How I Created My Own AI Supercomputer to Run Ollama.Cloud Services – Using CPU-Only Nodes with Full RAM Sharing
Posted on: July 9, 2025
Author: Tom Dings
Over the past weeks, I’ve been exploring ways to improve the way I run local AI services — especially using models provided by Ollama.Cloud. While there are many interesting projects floating around GitHub, most are focused on GPU clusters or offer only limited performance on CPU-only setups.
That changed when I stumbled upon the Exo GitHub repository — an open-source cluster memory system designed for distributed inference of large language models. It was a great starting point. But I didn’t stop there.
My Custom CPU-Based AI Cluster Setup
Based on the Exo project and its architectural ideas, I developed my own method to create a fully working clustered AI backend for Ollama.Cloud — using CPU-only servers.
Here’s what makes my setup unique:
- It uses multiple CPU cores and threads per node, not just a single core like many existing tools.

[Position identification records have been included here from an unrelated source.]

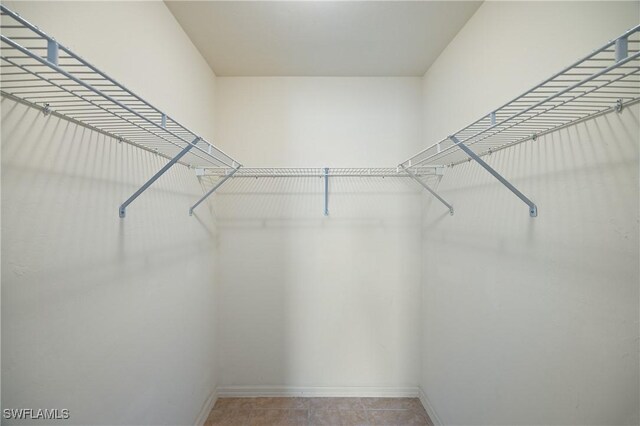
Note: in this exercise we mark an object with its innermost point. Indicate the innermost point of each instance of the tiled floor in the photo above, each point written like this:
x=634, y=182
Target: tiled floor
x=318, y=411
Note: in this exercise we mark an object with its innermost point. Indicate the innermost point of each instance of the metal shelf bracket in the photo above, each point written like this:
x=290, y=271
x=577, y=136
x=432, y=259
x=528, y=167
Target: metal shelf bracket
x=533, y=209
x=326, y=191
x=174, y=160
x=428, y=188
x=212, y=190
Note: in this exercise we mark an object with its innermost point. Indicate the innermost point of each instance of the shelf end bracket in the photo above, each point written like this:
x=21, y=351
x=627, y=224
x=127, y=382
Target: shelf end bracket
x=326, y=191
x=533, y=209
x=215, y=187
x=427, y=187
x=174, y=160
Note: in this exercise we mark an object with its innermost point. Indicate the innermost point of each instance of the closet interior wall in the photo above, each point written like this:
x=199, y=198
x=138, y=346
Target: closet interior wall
x=553, y=301
x=112, y=319
x=324, y=305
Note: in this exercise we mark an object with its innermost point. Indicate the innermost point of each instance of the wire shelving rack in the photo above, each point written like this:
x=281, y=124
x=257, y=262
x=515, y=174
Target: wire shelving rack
x=39, y=71
x=606, y=80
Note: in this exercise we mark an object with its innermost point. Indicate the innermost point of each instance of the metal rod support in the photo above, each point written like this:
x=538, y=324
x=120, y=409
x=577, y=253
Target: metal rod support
x=155, y=177
x=428, y=188
x=212, y=190
x=52, y=52
x=326, y=191
x=622, y=48
x=533, y=210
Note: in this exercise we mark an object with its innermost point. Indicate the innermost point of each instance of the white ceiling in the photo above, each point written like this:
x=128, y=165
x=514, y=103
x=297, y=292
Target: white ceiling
x=321, y=38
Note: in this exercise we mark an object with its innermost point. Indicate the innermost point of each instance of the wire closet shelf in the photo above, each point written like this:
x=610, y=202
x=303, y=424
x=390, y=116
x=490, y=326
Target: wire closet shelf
x=43, y=73
x=318, y=172
x=607, y=79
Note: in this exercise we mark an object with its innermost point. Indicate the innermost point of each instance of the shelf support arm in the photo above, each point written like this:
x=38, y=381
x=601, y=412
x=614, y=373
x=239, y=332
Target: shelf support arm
x=174, y=160
x=326, y=191
x=212, y=190
x=428, y=188
x=533, y=209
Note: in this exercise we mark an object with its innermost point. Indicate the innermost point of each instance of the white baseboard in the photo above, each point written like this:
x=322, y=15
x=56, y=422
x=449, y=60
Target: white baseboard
x=429, y=408
x=357, y=391
x=206, y=408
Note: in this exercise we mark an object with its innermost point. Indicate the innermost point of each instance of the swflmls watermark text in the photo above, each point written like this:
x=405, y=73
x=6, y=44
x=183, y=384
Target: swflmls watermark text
x=35, y=413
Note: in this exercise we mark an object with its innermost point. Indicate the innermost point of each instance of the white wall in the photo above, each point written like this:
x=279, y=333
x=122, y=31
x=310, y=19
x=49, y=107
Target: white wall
x=532, y=321
x=308, y=301
x=112, y=319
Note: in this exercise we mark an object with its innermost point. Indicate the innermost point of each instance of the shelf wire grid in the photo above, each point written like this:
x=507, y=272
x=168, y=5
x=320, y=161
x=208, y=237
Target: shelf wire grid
x=600, y=82
x=319, y=172
x=39, y=71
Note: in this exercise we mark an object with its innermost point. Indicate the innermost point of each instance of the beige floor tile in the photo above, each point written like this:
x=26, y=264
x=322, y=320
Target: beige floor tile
x=396, y=418
x=228, y=417
x=281, y=403
x=391, y=403
x=246, y=403
x=324, y=417
x=335, y=403
x=354, y=418
x=279, y=417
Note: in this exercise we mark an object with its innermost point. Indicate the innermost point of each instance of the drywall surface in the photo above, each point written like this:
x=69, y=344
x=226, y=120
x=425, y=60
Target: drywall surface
x=532, y=321
x=309, y=301
x=108, y=318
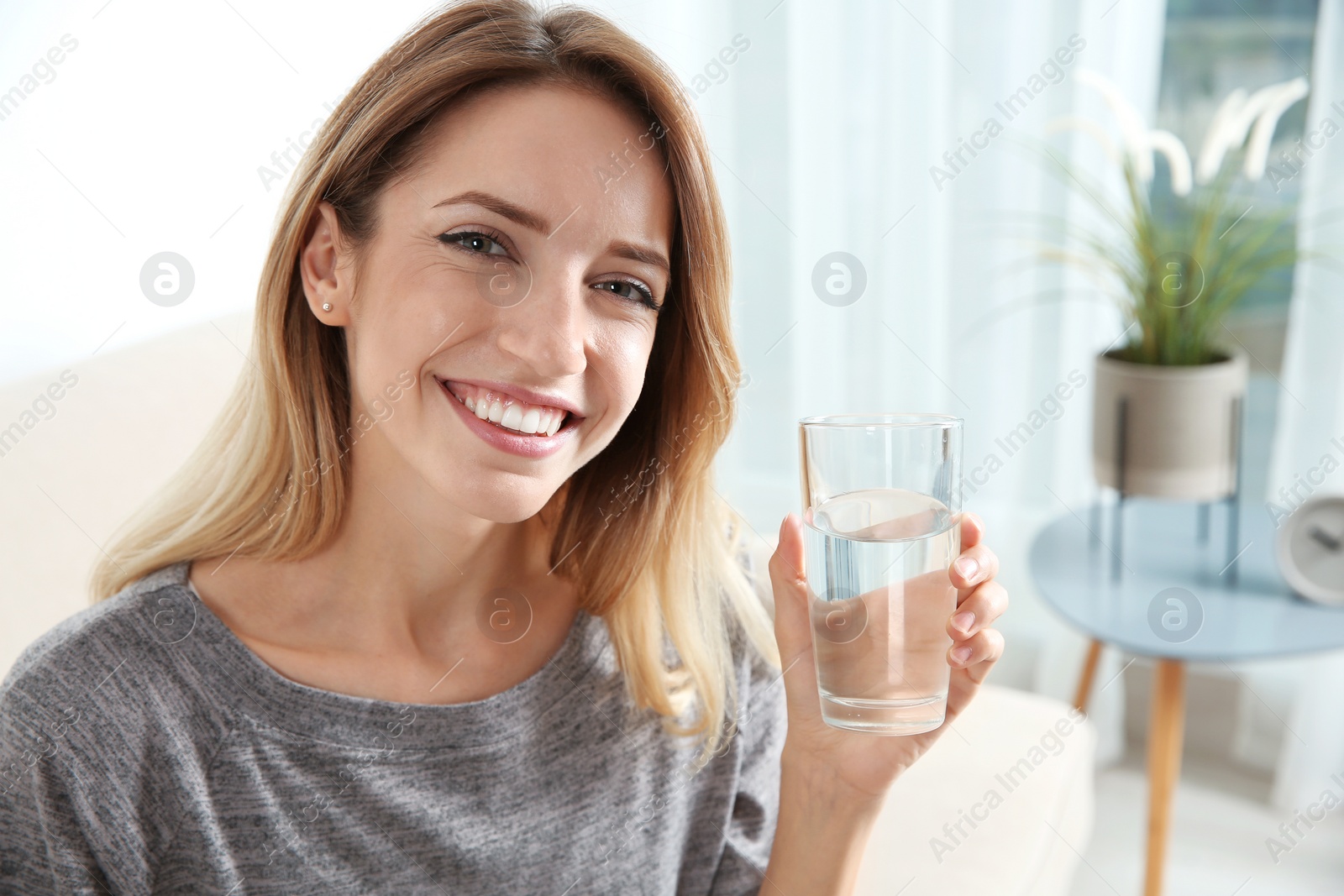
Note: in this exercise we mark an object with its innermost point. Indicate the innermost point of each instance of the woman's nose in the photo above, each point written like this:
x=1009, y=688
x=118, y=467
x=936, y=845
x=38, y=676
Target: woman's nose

- It shares the total available memory across all nodes, allowing me to run larger models that wouldn’t fit on a single machine.
- I can plug in as many servers as I want — adding more nodes increases performance linearly for many workloads.
- It’s optimized to work with Ollama.Cloud API endpoints, making it ideal for chat-based, RAG-powered, and streaming tasks.
Why Not Use GPUs?
I’m often asked: why not just use GPU hardware?
The answer is simple: my colocated, dedicated, and virtual private servers do not have GPUs available. These environments are designed for reliability and general-purpose workloads, not for graphical processing.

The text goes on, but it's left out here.